I think that you are confusing the continuity equation with the conserved quantity. For instance, neither charge density nor current density (the four current) is conserved, charge is conserved. The continuity of the four current is the law for local conservation of charge. Note that the continuous quantity, four current, is a vector even though the conserved quantity, charge, is a scalar. Similarly, the conservation of four-momentum (a vector) is locally expressed as the continuity of the SET (a tensor of rank 2).

If pressure drops rapidly to zero that changes the balance of forces so the rate of change of momentum will change abruptly too, but as far as I can see that doesn't affect the SET immediately.

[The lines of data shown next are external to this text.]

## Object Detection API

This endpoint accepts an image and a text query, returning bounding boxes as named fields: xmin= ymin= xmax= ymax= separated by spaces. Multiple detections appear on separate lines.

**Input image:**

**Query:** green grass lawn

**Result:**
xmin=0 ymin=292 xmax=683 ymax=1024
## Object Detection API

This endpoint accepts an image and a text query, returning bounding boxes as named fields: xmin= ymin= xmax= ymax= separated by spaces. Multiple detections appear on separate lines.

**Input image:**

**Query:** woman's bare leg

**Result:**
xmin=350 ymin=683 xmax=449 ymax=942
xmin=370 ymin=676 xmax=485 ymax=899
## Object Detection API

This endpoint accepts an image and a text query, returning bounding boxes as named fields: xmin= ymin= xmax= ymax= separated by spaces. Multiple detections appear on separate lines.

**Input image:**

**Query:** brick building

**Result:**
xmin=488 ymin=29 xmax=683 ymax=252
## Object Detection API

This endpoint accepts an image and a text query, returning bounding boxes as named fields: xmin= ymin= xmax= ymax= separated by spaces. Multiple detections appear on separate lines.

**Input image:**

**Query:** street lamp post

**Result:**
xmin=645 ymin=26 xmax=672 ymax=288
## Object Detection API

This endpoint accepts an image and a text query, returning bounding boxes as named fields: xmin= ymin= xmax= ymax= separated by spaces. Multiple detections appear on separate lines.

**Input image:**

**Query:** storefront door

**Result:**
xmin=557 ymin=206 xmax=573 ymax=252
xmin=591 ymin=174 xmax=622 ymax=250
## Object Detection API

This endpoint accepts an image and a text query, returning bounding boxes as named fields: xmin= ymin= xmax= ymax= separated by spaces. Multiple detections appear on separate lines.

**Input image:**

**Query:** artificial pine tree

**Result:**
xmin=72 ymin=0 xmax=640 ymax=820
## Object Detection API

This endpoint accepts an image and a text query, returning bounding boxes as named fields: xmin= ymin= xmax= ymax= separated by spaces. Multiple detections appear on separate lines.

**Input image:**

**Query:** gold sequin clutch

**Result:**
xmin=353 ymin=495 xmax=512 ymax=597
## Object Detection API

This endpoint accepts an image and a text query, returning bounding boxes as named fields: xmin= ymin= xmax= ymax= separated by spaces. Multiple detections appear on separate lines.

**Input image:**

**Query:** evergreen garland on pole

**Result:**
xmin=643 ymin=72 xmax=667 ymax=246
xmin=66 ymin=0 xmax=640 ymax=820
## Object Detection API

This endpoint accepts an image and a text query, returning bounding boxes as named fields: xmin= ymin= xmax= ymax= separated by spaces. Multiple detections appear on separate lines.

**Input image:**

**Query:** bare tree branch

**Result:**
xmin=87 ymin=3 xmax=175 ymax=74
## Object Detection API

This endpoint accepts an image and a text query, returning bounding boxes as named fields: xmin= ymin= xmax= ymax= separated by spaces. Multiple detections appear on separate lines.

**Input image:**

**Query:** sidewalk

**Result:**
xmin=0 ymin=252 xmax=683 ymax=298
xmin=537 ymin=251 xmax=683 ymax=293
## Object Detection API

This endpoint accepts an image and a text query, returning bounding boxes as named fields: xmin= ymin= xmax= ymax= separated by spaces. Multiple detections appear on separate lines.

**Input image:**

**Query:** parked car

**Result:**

If you would like to get an intuitive feel for the continuity of the SET then I would recommend this lecture from about 16 minutes on:


Basically, if you think about drawing a little 4D box around some small volume of spacetime, the continuity equation says that any energy that goes in one side of the box must go out another side (and similarly with momentum). For example, energy going in the bottom is energy density. If it goes out the top then it has just stayed as energy density. However, instead it could go out one of the sides, in which case it is an energy flux, i.e. energy which has flowed elsewhere. Energy is locally conserved because it cannot just disappear inside the box, if it goes in then it must also go out either the top or one of the sides (and similarly with momentum).

 

[Jonathan Scott]

You should pay attention then. Usually when multiple knowledgeable people are telling you the same thing it is a pretty good indication that it is important. I think that your misunderstanding of the SET and its continuity is the source of your confusion regarding pressure.

This is not helpful and not very polite. The subject has already been discussed. There is no law of conservation of pressure, and I've been familiar with continuity equations for something like 45 years.